We can never get away from our emotions and feelings. Not even when using enterprise software at work
So, what does playful design in enterprise software even look like?
Turning everyday productivity tasks into a game
Gamification is the technique of taking game mechanics and putting them into a non-game environment such as an app. It’s had some hype in the last couple of years and the main reason for this is because User Experience has become more of a priority for many brands. Users now expect software to be simple, enjoyable, and engaging. Gamification does all this by giving users a goal to achieve and then the motivation to accomplish it through rewards.
Gamification in Qozo
For Qozo, we are applying gamification by setting achievable goals such as sharing a specific number of quotes or using a certain part of the software for the first time. When you achieve a goal, you collect a Qozo and coins. To make things even more interesting, we are adding a leaderboard which will let teams and individuals compete with each other.
The whole idea behind this is that scores and achievements will give users something to work towards. Rather than just leaving productivity tasks as a means to an end, we want to make interacting with the software fun and engaging. That way, our users are a lot less tempted to switch back to email or avoid productivity tasks altogether.
Friendly UI and colour schemes
Nothing says corporate design more than ‘safe’ user interfaces that consist of sharp edges, blues, greens, and stock images.

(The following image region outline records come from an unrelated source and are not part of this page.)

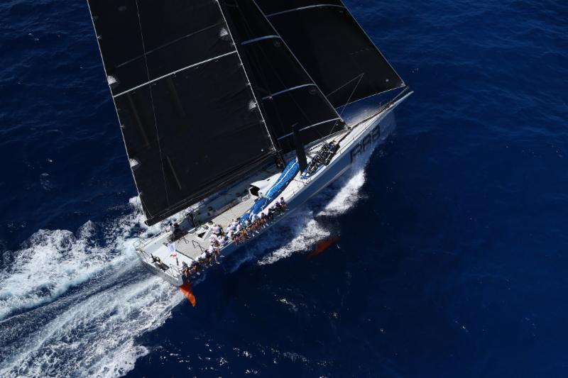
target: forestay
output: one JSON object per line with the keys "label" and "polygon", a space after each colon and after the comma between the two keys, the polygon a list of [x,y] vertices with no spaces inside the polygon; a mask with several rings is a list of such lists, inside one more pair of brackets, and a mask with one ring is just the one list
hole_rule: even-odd
{"label": "forestay", "polygon": [[253,0],[221,0],[256,97],[280,150],[343,128],[343,121]]}
{"label": "forestay", "polygon": [[273,144],[217,1],[88,2],[148,224],[266,162]]}
{"label": "forestay", "polygon": [[404,86],[341,0],[256,0],[335,107]]}

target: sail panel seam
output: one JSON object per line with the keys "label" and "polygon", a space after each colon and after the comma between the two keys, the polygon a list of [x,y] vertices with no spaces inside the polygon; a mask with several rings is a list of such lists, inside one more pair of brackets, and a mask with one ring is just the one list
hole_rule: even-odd
{"label": "sail panel seam", "polygon": [[310,83],[310,84],[302,84],[302,85],[297,85],[295,87],[292,87],[291,88],[287,88],[285,89],[283,89],[281,91],[278,91],[277,92],[271,94],[269,94],[268,96],[265,96],[264,97],[262,98],[262,99],[263,100],[268,100],[268,99],[271,99],[271,97],[275,97],[275,96],[278,96],[278,94],[282,94],[283,93],[289,92],[289,91],[293,91],[295,89],[299,89],[300,88],[305,88],[306,87],[315,87],[315,84],[314,83]]}
{"label": "sail panel seam", "polygon": [[221,12],[221,16],[223,16],[223,21],[225,21],[225,25],[226,26],[226,30],[229,32],[229,35],[231,37],[231,40],[233,42],[233,46],[235,48],[235,52],[236,52],[236,56],[239,57],[239,61],[241,62],[241,67],[243,69],[243,72],[244,72],[244,77],[246,79],[247,84],[248,88],[251,89],[251,94],[253,95],[253,99],[254,99],[254,101],[256,104],[256,108],[258,110],[258,114],[261,116],[261,120],[262,121],[263,124],[264,125],[264,128],[266,129],[266,133],[268,134],[268,139],[271,141],[271,144],[272,145],[273,151],[278,151],[278,148],[276,148],[276,144],[274,143],[274,140],[272,140],[272,135],[271,135],[271,131],[268,130],[268,126],[266,124],[266,121],[264,119],[264,115],[262,113],[261,111],[260,104],[258,104],[258,100],[256,99],[256,94],[254,93],[254,89],[253,89],[253,86],[251,84],[251,80],[248,79],[248,74],[246,73],[246,69],[244,67],[244,64],[243,63],[243,60],[241,57],[241,54],[239,53],[239,49],[236,48],[236,45],[235,44],[235,39],[233,38],[233,33],[231,33],[231,27],[229,26],[229,23],[226,22],[226,18],[225,17],[225,13],[223,12],[223,9],[221,6],[221,4],[219,2],[219,0],[217,0],[217,6],[219,6],[219,11]]}
{"label": "sail panel seam", "polygon": [[[268,25],[270,25],[271,28],[272,28],[272,30],[273,30],[276,33],[276,34],[278,34],[280,36],[282,42],[284,43],[284,45],[286,47],[286,49],[288,49],[288,52],[290,52],[290,53],[293,57],[294,60],[296,61],[296,62],[298,64],[298,65],[302,68],[302,70],[304,71],[304,72],[306,74],[306,75],[307,75],[308,79],[310,79],[310,80],[311,80],[312,82],[314,83],[314,84],[315,85],[316,88],[317,88],[317,90],[320,91],[320,93],[321,93],[322,96],[324,96],[324,99],[325,99],[325,101],[329,105],[329,107],[332,109],[332,111],[334,113],[335,113],[335,114],[338,117],[339,117],[341,118],[341,116],[339,116],[339,113],[337,113],[337,110],[335,109],[335,107],[333,106],[333,104],[331,103],[331,101],[329,101],[329,99],[328,99],[327,97],[325,96],[325,95],[324,94],[323,91],[322,91],[322,89],[320,88],[320,86],[317,85],[317,83],[315,82],[315,80],[314,80],[313,78],[312,78],[312,75],[310,74],[310,72],[307,72],[307,70],[306,70],[306,68],[304,67],[304,65],[302,64],[302,62],[300,61],[300,60],[297,58],[297,57],[296,57],[296,55],[294,54],[294,52],[292,51],[292,49],[290,48],[290,46],[288,46],[288,44],[286,43],[286,41],[284,40],[284,38],[282,38],[282,35],[280,35],[280,33],[278,33],[278,30],[276,29],[276,28],[274,27],[274,25],[268,19],[268,17],[264,13],[264,12],[263,11],[262,9],[261,9],[261,7],[256,3],[256,0],[252,0],[252,1],[254,4],[254,5],[256,6],[256,9],[258,9],[258,11],[261,12],[261,14],[262,14],[264,16],[264,18],[266,20],[266,22],[268,22]],[[278,139],[280,139],[280,138],[278,138]]]}
{"label": "sail panel seam", "polygon": [[198,65],[202,65],[204,63],[207,63],[207,62],[211,62],[212,60],[215,60],[216,59],[220,59],[222,57],[224,57],[231,55],[232,54],[234,54],[235,52],[236,52],[236,50],[234,50],[233,51],[231,51],[230,52],[226,52],[224,54],[222,54],[220,55],[217,55],[216,57],[213,57],[209,58],[209,59],[206,59],[205,60],[202,60],[201,62],[198,62],[197,63],[194,63],[192,65],[190,65],[187,67],[185,67],[183,68],[180,68],[179,70],[176,70],[175,71],[172,71],[169,74],[165,74],[165,75],[160,76],[160,77],[156,77],[155,79],[153,79],[152,80],[149,80],[149,81],[148,81],[148,82],[146,82],[145,83],[141,84],[140,85],[137,85],[136,87],[133,87],[131,88],[130,89],[126,89],[126,91],[124,91],[123,92],[120,92],[118,94],[114,94],[114,95],[113,95],[112,98],[113,99],[116,99],[116,97],[118,97],[119,96],[122,96],[124,94],[126,94],[126,93],[129,93],[130,91],[134,91],[136,89],[138,89],[138,88],[141,88],[141,87],[144,87],[146,85],[152,84],[152,83],[153,83],[155,82],[157,82],[158,80],[161,80],[164,77],[168,77],[168,76],[171,76],[173,74],[178,74],[178,73],[181,72],[182,71],[185,71],[185,70],[187,70],[189,68],[192,68],[194,67],[197,67]]}
{"label": "sail panel seam", "polygon": [[334,8],[343,8],[345,9],[345,6],[337,4],[317,4],[317,5],[308,5],[306,6],[300,6],[298,8],[294,8],[293,9],[287,9],[285,11],[280,11],[279,12],[274,12],[273,13],[267,14],[266,17],[272,17],[273,16],[279,16],[280,14],[284,14],[290,12],[295,12],[296,11],[303,11],[304,9],[310,9],[310,8],[321,8],[322,6],[333,6]]}
{"label": "sail panel seam", "polygon": [[244,40],[241,43],[241,45],[248,45],[248,43],[253,43],[258,40],[268,40],[270,38],[280,38],[280,35],[264,35],[263,37],[258,37],[257,38],[253,38],[248,40]]}
{"label": "sail panel seam", "polygon": [[[314,128],[315,126],[319,126],[320,125],[322,125],[324,123],[327,123],[328,122],[332,122],[333,121],[339,121],[340,119],[342,119],[341,117],[337,117],[336,118],[332,118],[332,119],[328,119],[327,121],[322,121],[321,122],[318,122],[317,123],[314,123],[313,125],[310,125],[309,126],[306,126],[305,128],[302,128],[300,129],[300,131],[303,131],[305,130],[307,130],[308,128]],[[293,134],[294,134],[293,133],[289,133],[286,134],[285,135],[282,135],[281,137],[280,137],[278,138],[278,140],[280,140],[280,139],[284,139],[285,138],[288,138],[289,136],[291,136]]]}
{"label": "sail panel seam", "polygon": [[[171,46],[174,43],[180,42],[180,40],[182,40],[183,39],[187,38],[189,37],[192,37],[193,35],[199,34],[200,33],[202,33],[204,31],[206,31],[206,30],[208,30],[209,29],[212,29],[212,28],[214,28],[215,26],[219,26],[219,23],[215,23],[215,24],[211,25],[209,26],[207,26],[207,28],[203,28],[201,30],[197,30],[197,31],[194,31],[192,33],[187,34],[187,35],[184,35],[182,37],[180,37],[179,38],[176,38],[176,39],[175,39],[173,40],[170,40],[170,42],[168,42],[167,43],[164,43],[163,45],[162,45],[160,46],[158,46],[157,48],[153,48],[151,50],[146,51],[146,55],[148,55],[149,54],[151,54],[152,52],[155,52],[158,51],[158,50],[161,50],[161,49],[163,49],[164,48],[167,48],[168,46]],[[129,63],[131,63],[132,62],[135,62],[135,61],[138,60],[138,59],[140,59],[141,57],[143,57],[143,56],[144,55],[138,55],[136,57],[134,57],[134,58],[132,58],[132,59],[129,59],[129,60],[126,60],[126,62],[123,62],[122,63],[120,63],[119,65],[116,65],[116,68],[119,68],[119,67],[124,67],[124,66],[128,65]]]}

For Qozo, we use confident and playful branding that makes use of bright colours, round edges and large bold fonts. The idea is not only to ‘turn the mundane into a fun experience’, but to communicate the message that Qozo is on your side. While dark blues can often feel ‘cold’ and ‘disconnected’, the Qozo colour scheme and UI communicates ‘friendly’ and ‘homely’ tones.
Copywriting that engages
In Qozo, we use copy that directly relates to our users. Rather than using phrases like ‘there is an error’ or ‘you’ve submitted…’ we use real and descriptive language that our users can relate to.
On a basic level, by using the language of our users, we are improving usability. In addition to this though, the thoughtful copy is playful and engaging. That makes it much harder to ignore.
It’s all in the detail
Playful design needs to reach much more than the surface level. While branding and UI can go a long way, it’s important that enterprise software is engaging at its core.
We put our users at the centre of everything we do through user research and testing. While this requires more of an investment (in terms of time and money) into our design process, it helps us create an easy and intuitive experience. If a user can complete a task with a couple of quick steps when it used to take them 20, their work will feel like play. When that happens, productivity will soar, and the use of the software internally will go up.
There’s been a lot of innovation in digital product design and it’s about time that it filters into enterprise software. Play and enterprise don’t necessarily have to be separate, they can go hand in hand. If they do, we can build thoughtful and productive software that outperforms the crowd.